Further, the editors noted that
Rather than simply referring to the time after a specified situation or event – as in post-war or post-match – the prefix in post-truth has a meaning more like “belonging to a time in which the specified concept has become unimportant or irrelevant.”
An article in Nature (vol. 540, issue 7631, 28 November 2016) contained an excellent analysis of how post-truth has become an acceptable part of daily discourse:
- The tolerance of inaccurate and undefended allegations.
- Non sequiturs in response to hard questions and outright denials of facts.
- Repetition of talking points passing for political discussion.
- Serious interest in issues and options treated as the idiosyncrasy of wonks
- “Don’t bother me with facts” is no longer a punchline; it has become a political stance.
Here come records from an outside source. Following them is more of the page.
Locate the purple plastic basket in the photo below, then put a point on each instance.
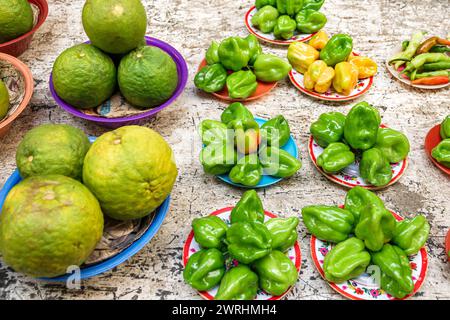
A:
(135, 119)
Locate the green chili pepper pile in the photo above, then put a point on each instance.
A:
(441, 153)
(424, 62)
(238, 64)
(259, 248)
(285, 17)
(238, 146)
(364, 231)
(359, 133)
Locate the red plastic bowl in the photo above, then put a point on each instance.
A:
(18, 46)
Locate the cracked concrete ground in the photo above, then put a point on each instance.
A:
(190, 25)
The biggest problem in a post-truth world is determining who and what is telling the truth, and even further, not knowing what truth is. Truth, as used by Oxford Dictionaries and Nature, is not an abstract philosophical idea. The context implies that “truth is what conforms to reality.” Therein lies a problem: what is reality? Whose reality is it? Is it an objective or subjective reality? Is it both an objective and subjective reality? How can we know?
I think a few questions need to be asked when something is presented as true according to the facts:
- What is the source of the facts and is the source reliable?
- Are the facts the real facts, or have they been altered in some way for political or religious reasons?
- Do we have all the facts, or have some facts been withheld that skew the truth for political or religious reasons?
- Who is interpreting the facts and do they have the qualifications for making an interpretation?
However, the public has been conditioned to hearing sound bites and reading headlines, so real thinking rarely takes place. This may be why “objective facts are less influential in shaping public opinion than appeals to emotion and personal belief.”
The media is often blamed for current state of affairs, and this is partially true. The media has limited time and space to present information. The public generally is not willing to read and/or listen to detailed presentations, and even less willing to think through the various consequences of information being accurate or inaccurate. No one wants to watch, read, or listen to detailed reports.
The problem with condensing information into smaller, acceptable bits for the public can result in some misleading analyses of that information. I do not believe this is because the media is “liberal” or “right wing” necessarily or that there is a media conspiracy of some kind. Media personnel are limited in their training and ability to summarize adequately everything that needs reporting. We all have this limitation, for we do not know everything about everything. We are responsible for investigating what is presented and coming to reasonable conclusions for ourselves. The post-truth world is not limited to secular society. It is evident in the religious culture as well and the comments of the writer in Nature would be applicable to much of what is happening in Christian circles.
The public has been conditioned to believe that all ideas are equal, so there is no need to think about them. However, some ideas are better than others and we choose those ideas that are better. This requires serious thinking and reflection, and there will always be differences of opinion about many ideas. The public in general lacks that skill. Living in a post-truth world informs me that I do not have complete truth, that I must consider some of my ideas may be temporary and subject to change as I come across new and better ideas. When new ideas come my way I need to be willing to make changes.
On the other hand, since I am involved in proclaiming some ideas I think are the better as a Christian minister, am I perpetuating a post-truth mentality in the process? Do I articulate clearly my reasons for choosing these ideas and not withhold the limitations of those ideas? Am I encouraging my hearers to engage in thoughtful reflection on and discussion of what I am proclaiming? Is my theology a series of non sequiturs? Am I appealing primarily to emotion and personal belief?
I can’t answer these questions satisfactorily. I believe positive change can be made in the lives of people and I can be a part of that change. To aid in the process I can only do my best to be honest with the “facts” that I believe to be true, to present them fairly, to be open to new truth along the way, and to accept the struggle with truth as part of the journey.